6. Establishes and maintains reserve values, within authority limits, which accurately predict the losses reflecting the current known circumstances of the claim.
7. Consults with more experienced adjuster, supervisor or technical support staff as needed.
8. Investigates, evaluates, and negotiates settlements by applying technical knowledge and human relation skills to effect fair and prompt claim closure and to contribute to a reduced loss ratio.
9. Redirects the file to the appropriate subject matter expert if the claim becomes more complex or presents increasing financial exposure.
10. Applies effective protocols for medical management, litigation, fraud/abuse and recovery.
11. Presents claims and participates in discussion at team staffing.
12. Works collaboratively with injured employee, employer, outside counsel, health and rehabilitation professionals to manage the claims costs, promote quality medical care and timely return to work to achieve optimal cost-effective medical and vocational outcomes.
13. Along with the supervisor, Business Director and/or more experienced adjusters, assists in facilitating meetings with policyholders.
OTHER FUNCTIONS:
1. Nonessential function: other duties as assigned.
KNOWLEDGE, SKILLS AND ABILITIES:
• Bachelor’s Degree from an accredited college or university is preferred.

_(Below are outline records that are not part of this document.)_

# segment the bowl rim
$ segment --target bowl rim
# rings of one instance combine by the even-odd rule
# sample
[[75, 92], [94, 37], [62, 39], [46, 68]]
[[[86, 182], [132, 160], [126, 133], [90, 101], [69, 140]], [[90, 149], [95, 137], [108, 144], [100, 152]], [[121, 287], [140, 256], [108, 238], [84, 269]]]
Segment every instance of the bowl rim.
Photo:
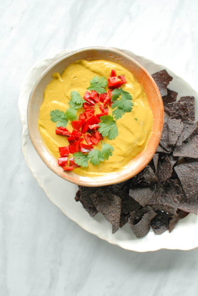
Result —
[[[114, 48], [112, 48], [107, 47], [104, 46], [97, 46], [84, 47], [82, 49], [80, 49], [77, 50], [73, 51], [71, 52], [70, 52], [67, 54], [66, 54], [64, 56], [60, 58], [57, 61], [56, 61], [54, 62], [53, 63], [44, 71], [44, 72], [40, 76], [38, 79], [36, 81], [33, 87], [32, 88], [32, 91], [29, 97], [27, 108], [27, 115], [28, 132], [30, 140], [34, 149], [46, 165], [53, 172], [56, 174], [56, 175], [57, 175], [59, 176], [60, 177], [72, 183], [76, 184], [77, 185], [81, 185], [81, 186], [89, 187], [95, 187], [96, 186], [106, 186], [117, 183], [118, 180], [117, 178], [115, 177], [114, 178], [114, 181], [103, 181], [102, 182], [99, 181], [99, 178], [101, 178], [101, 177], [104, 177], [104, 176], [110, 174], [108, 173], [101, 176], [91, 177], [84, 177], [83, 176], [78, 175], [78, 174], [75, 174], [73, 173], [73, 174], [75, 174], [75, 176], [78, 176], [79, 177], [81, 177], [80, 178], [81, 179], [79, 181], [78, 181], [78, 180], [76, 179], [75, 178], [71, 178], [70, 176], [70, 172], [68, 173], [68, 172], [63, 172], [63, 173], [59, 173], [58, 171], [55, 168], [54, 168], [53, 166], [51, 165], [49, 162], [46, 161], [43, 154], [40, 152], [39, 149], [37, 149], [34, 137], [32, 135], [30, 130], [31, 128], [30, 127], [30, 114], [31, 113], [31, 103], [33, 99], [34, 93], [38, 84], [47, 73], [55, 66], [56, 66], [57, 64], [58, 64], [62, 61], [65, 60], [65, 59], [67, 59], [75, 55], [75, 54], [79, 52], [86, 52], [88, 50], [90, 51], [96, 51], [97, 50], [101, 50], [108, 51], [109, 52], [111, 52], [112, 53], [113, 53], [115, 54], [118, 55], [118, 56], [120, 56], [125, 57], [125, 58], [129, 60], [129, 61], [132, 62], [134, 64], [136, 64], [137, 67], [139, 67], [141, 69], [141, 70], [143, 70], [144, 72], [145, 72], [147, 75], [149, 77], [149, 78], [152, 81], [152, 84], [155, 89], [155, 90], [157, 93], [159, 99], [159, 103], [160, 103], [160, 104], [159, 104], [160, 106], [161, 111], [160, 112], [160, 117], [159, 120], [159, 121], [160, 122], [159, 126], [159, 132], [157, 133], [157, 134], [155, 134], [155, 136], [157, 140], [156, 140], [155, 141], [156, 144], [154, 146], [154, 147], [155, 149], [153, 149], [152, 153], [151, 153], [148, 156], [147, 158], [147, 159], [146, 160], [144, 160], [144, 162], [142, 162], [141, 163], [139, 166], [138, 167], [138, 168], [135, 170], [135, 173], [134, 173], [134, 172], [131, 173], [131, 172], [130, 173], [128, 173], [128, 174], [126, 174], [124, 176], [121, 176], [121, 177], [119, 176], [118, 182], [119, 183], [126, 181], [126, 180], [127, 180], [137, 175], [146, 166], [148, 163], [149, 163], [152, 158], [153, 155], [156, 152], [157, 148], [159, 145], [162, 132], [162, 129], [163, 124], [164, 112], [163, 101], [160, 92], [155, 81], [151, 75], [148, 72], [147, 70], [146, 70], [146, 69], [145, 69], [145, 68], [141, 65], [139, 63], [137, 62], [133, 58], [131, 57], [128, 55]], [[43, 141], [42, 141], [42, 143], [43, 145], [45, 145], [44, 143], [43, 142]], [[145, 150], [145, 149], [146, 149], [146, 148], [142, 151], [141, 152], [138, 154], [136, 157], [133, 160], [134, 160], [136, 159], [137, 159], [139, 157], [139, 156], [141, 153], [143, 152]], [[48, 153], [49, 154], [51, 155], [52, 157], [53, 156], [50, 153], [50, 152], [49, 151]], [[124, 170], [125, 169], [123, 169], [122, 170], [118, 172], [112, 172], [112, 173], [111, 173], [110, 174], [114, 174], [118, 175], [119, 173], [120, 173], [122, 171], [124, 171]], [[86, 181], [85, 183], [85, 180], [83, 180], [84, 178], [86, 178]], [[87, 181], [88, 179], [89, 180], [88, 182]], [[96, 183], [96, 180], [97, 180]]]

• Must have one year experience in the field of insurance, claims investigation, legal, rehabilitation, or medical claims processing. Workers’ compensation claims experience preferred.
• Must hold or be eligible to obtain a valid Adjuster’s License in applicable states*.
• Must pass the claims adjuster license exam(s) for applicable states within 6 months of being hired.
• Familiar with best claims practices and applicable laws, court procedures, precedents and government regulations.
• Ability to use relevant information and individual judgment to determine whether events or processes comply with laws, regulations or standards.